Esas no son sólo malas noticias para los republicanos en las elecciones intermedias. Muestra que los demócratas tienen un claro respaldo público a un cierre parcial del gobierno el lunes por la financiación del Departamento de Seguridad Nacional.

Según la encuesta, el 57% de los probables votantes de mitad de mandato desaprueban la política de inmigración del presidente Donald Trump, un cambio sorprendente en un tema en el que históricamente los republicanos han tenido la ventaja.

Agentes federales de inmigración acechan por una calle de Minneapolis.

“Incluso entre el centro político (votantes que respaldaron por estrecho margen a Trump en 2024) el 61% desaprueba a Trump en materia de inmigración”, señala el memorándum. También encuentra que “casi una cuarta parte de los republicanos, y más de cuatro de cada diez republicanos que no pertenecen al MAGA, ven a ICE de manera desfavorable”.

Eso no es un caso atípico.

Un YouGov encuesta de finales de enero preguntaron si los demócratas en el Congreso deberían esperar a que se recorten los fondos del DHS (incluido el ICE) antes de aceptar un proyecto de ley de financiación para evitar un cierre. El cuarenta y uno por ciento apoyó que los demócratas se resistieran. Sólo el 32% dijo que no debería hacerlo. Enmarcada como una batalla de voluntades, más estadounidenses se pusieron del lado de los demócratas.

En una encuesta publicada el viernes, Data for Progress encontró incluso números más fuertes cuando la cuestión se planteó de manera más específica. Cuando se les preguntó si la Administración de Seguridad del Transporte, la Guardia Costera y la Agencia Federal para el Manejo de Emergencias deberían seguir totalmente financiadas, mientras que ICE “no debería recibir financiación tal como está actualmente”, el 56% de los probables votantes apoyó ese enfoque, y sólo el 37% se opuso. (Algunos demócratas están considerando este enfoque).

En particular, el 40% de los republicanos apoyó el corte de fondos para ICE bajo esos términos, lo que indica una notable grieta en la coalición republicana.

Si el sábado comienza el cierre del DHS, como parece probable, las encuestas del PAC de la mayoría del Senado muestran que el 52% culparía a los republicanos, en comparación con sólo el 38% que culparía a los demócratas. En pocas palabras, los republicanos mantendrían su base MAGA, pero más allá de eso, el terreno parece difícil.

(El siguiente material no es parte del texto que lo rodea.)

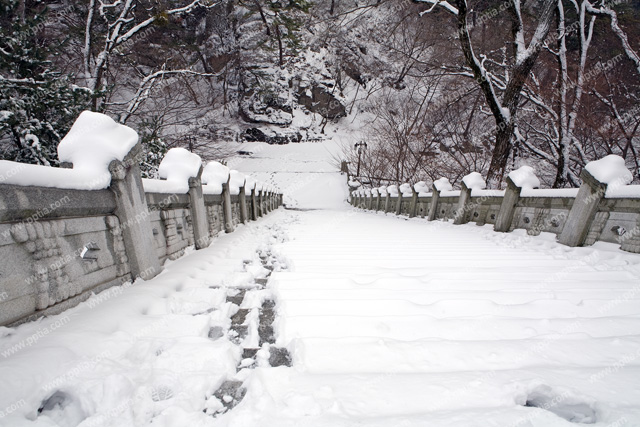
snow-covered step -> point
(371, 355)
(418, 327)
(538, 309)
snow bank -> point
(177, 166)
(524, 177)
(213, 176)
(627, 191)
(92, 143)
(610, 170)
(474, 181)
(443, 184)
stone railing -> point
(60, 245)
(605, 208)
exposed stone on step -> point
(216, 332)
(230, 393)
(240, 317)
(249, 353)
(279, 356)
(237, 298)
(266, 334)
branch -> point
(615, 26)
(434, 3)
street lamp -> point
(360, 147)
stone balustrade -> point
(597, 211)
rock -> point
(319, 100)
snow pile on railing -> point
(422, 189)
(93, 142)
(177, 166)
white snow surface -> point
(442, 184)
(389, 321)
(524, 177)
(610, 170)
(474, 181)
(305, 173)
(384, 331)
(93, 142)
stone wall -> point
(59, 246)
(579, 217)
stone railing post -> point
(254, 204)
(413, 208)
(198, 212)
(583, 211)
(243, 204)
(508, 207)
(433, 208)
(463, 205)
(226, 206)
(133, 213)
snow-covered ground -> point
(389, 321)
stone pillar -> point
(226, 207)
(433, 208)
(243, 204)
(413, 208)
(133, 213)
(198, 212)
(463, 205)
(584, 209)
(254, 204)
(508, 207)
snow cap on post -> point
(474, 181)
(250, 184)
(524, 177)
(421, 187)
(214, 175)
(94, 141)
(177, 166)
(442, 184)
(610, 170)
(405, 189)
(237, 180)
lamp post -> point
(360, 147)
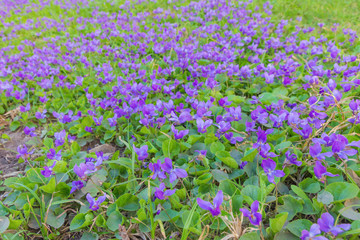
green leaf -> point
(295, 227)
(219, 175)
(342, 191)
(308, 206)
(170, 148)
(14, 125)
(250, 155)
(34, 175)
(217, 147)
(226, 158)
(310, 185)
(268, 98)
(291, 205)
(227, 187)
(278, 222)
(115, 219)
(280, 92)
(75, 148)
(128, 202)
(282, 145)
(350, 211)
(325, 197)
(79, 221)
(50, 187)
(89, 236)
(56, 219)
(250, 236)
(251, 191)
(204, 178)
(49, 142)
(4, 223)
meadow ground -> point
(179, 119)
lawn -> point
(179, 119)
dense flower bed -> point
(226, 122)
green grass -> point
(344, 12)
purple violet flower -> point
(320, 171)
(313, 234)
(161, 193)
(202, 126)
(269, 166)
(25, 109)
(315, 152)
(23, 152)
(141, 152)
(173, 173)
(60, 138)
(179, 134)
(53, 154)
(76, 185)
(89, 129)
(156, 169)
(292, 159)
(30, 131)
(326, 223)
(253, 215)
(40, 115)
(213, 208)
(47, 172)
(95, 204)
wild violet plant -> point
(199, 99)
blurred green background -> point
(344, 12)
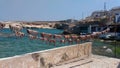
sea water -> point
(11, 46)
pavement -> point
(95, 61)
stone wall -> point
(47, 58)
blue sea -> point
(11, 46)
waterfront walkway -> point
(94, 61)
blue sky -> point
(36, 10)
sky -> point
(51, 10)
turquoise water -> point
(11, 46)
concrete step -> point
(74, 63)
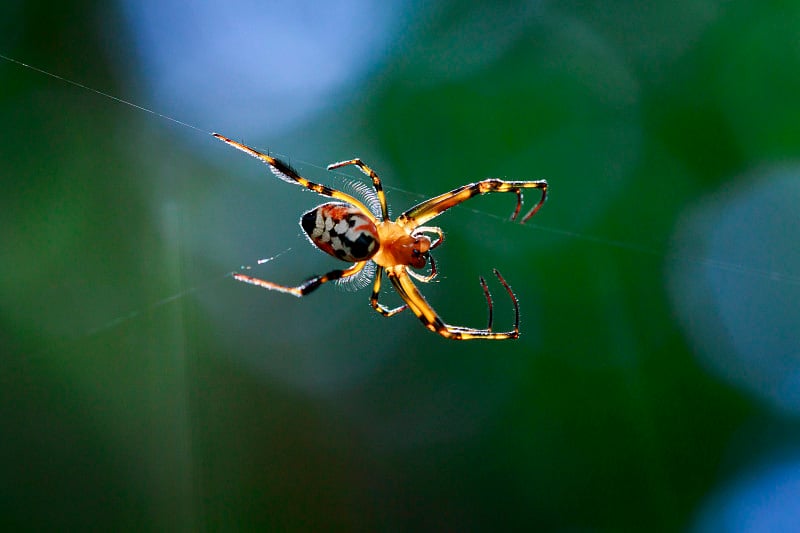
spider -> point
(348, 230)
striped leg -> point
(307, 286)
(420, 307)
(376, 181)
(376, 290)
(434, 207)
(288, 174)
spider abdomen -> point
(342, 231)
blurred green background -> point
(655, 385)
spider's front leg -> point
(376, 291)
(431, 320)
(421, 213)
(307, 286)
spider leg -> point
(373, 300)
(420, 307)
(430, 229)
(376, 181)
(434, 207)
(288, 174)
(307, 286)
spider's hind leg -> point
(376, 181)
(307, 286)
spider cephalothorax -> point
(348, 230)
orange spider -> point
(349, 231)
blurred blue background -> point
(656, 385)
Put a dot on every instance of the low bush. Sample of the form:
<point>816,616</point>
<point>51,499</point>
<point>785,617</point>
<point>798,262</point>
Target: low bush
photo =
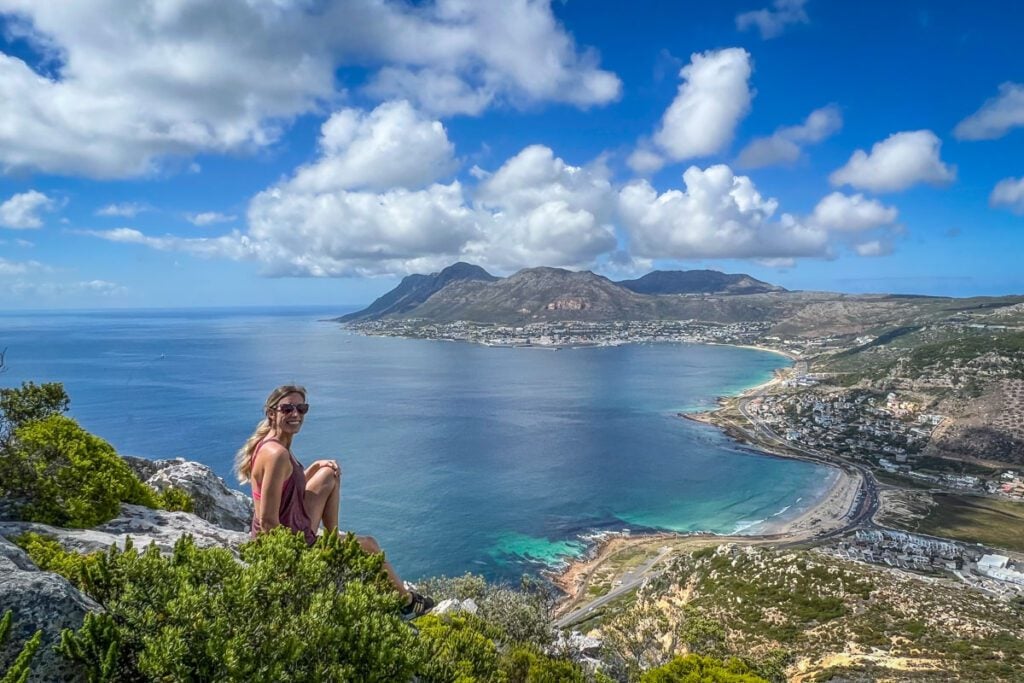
<point>55,472</point>
<point>697,669</point>
<point>288,612</point>
<point>18,670</point>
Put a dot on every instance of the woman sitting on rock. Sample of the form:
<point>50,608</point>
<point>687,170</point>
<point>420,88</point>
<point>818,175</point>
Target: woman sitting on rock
<point>285,494</point>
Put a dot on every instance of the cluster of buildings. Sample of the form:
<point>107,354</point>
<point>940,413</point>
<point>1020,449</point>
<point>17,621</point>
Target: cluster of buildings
<point>854,423</point>
<point>576,333</point>
<point>996,574</point>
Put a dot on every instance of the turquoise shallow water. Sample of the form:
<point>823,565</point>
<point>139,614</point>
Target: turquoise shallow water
<point>457,458</point>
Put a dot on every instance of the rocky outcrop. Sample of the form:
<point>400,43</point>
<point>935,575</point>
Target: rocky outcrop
<point>213,500</point>
<point>39,600</point>
<point>142,524</point>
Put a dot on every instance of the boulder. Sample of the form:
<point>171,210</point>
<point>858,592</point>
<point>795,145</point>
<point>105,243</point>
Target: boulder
<point>453,605</point>
<point>214,502</point>
<point>39,600</point>
<point>142,524</point>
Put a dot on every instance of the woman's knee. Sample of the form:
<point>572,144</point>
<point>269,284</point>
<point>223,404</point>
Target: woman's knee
<point>326,479</point>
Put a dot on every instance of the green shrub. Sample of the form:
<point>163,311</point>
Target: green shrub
<point>18,670</point>
<point>697,669</point>
<point>31,402</point>
<point>459,648</point>
<point>526,665</point>
<point>520,615</point>
<point>68,476</point>
<point>288,612</point>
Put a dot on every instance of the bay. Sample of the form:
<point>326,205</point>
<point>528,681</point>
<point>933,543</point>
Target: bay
<point>456,457</point>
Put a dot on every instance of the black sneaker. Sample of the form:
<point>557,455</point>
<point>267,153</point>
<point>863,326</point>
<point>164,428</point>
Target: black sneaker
<point>418,605</point>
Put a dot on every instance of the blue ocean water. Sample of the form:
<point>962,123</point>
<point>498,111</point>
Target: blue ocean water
<point>456,457</point>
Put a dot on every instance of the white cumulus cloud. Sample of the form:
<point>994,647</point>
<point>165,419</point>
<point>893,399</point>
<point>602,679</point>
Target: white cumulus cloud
<point>783,146</point>
<point>8,267</point>
<point>995,117</point>
<point>719,215</point>
<point>896,163</point>
<point>714,96</point>
<point>133,85</point>
<point>22,211</point>
<point>1009,193</point>
<point>872,248</point>
<point>123,210</point>
<point>209,218</point>
<point>772,22</point>
<point>844,213</point>
<point>391,146</point>
<point>538,210</point>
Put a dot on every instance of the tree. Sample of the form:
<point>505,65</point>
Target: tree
<point>18,670</point>
<point>697,669</point>
<point>67,476</point>
<point>30,402</point>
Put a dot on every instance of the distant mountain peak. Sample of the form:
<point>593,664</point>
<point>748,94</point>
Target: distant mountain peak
<point>466,292</point>
<point>416,289</point>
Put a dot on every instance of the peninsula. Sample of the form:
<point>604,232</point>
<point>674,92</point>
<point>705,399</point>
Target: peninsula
<point>916,401</point>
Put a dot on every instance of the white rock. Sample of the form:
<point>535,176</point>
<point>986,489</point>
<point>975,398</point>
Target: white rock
<point>453,605</point>
<point>213,500</point>
<point>142,524</point>
<point>39,600</point>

En el mediano plazo, esto exacerba el ambiente ya tóxico que enfrentan los republicanos de cara a las elecciones intermedias. Y en el plazo inmediato, les da a los demócratas un espacio político real para mantenerse firmes en la lucha por la financiación que se avecina.

Los republicanos afirmarán que los demócratas están amenazando la seguridad nacional. Pero los datos cuentan una historia diferente: los votantes ven a ICE como un problema, no como una solución, y quieren un cambio.

Resulta ejecutar a ciudadanos estadounidenses en suelo estadounidense no es el camino hacia la popularidad y la gloria políticas.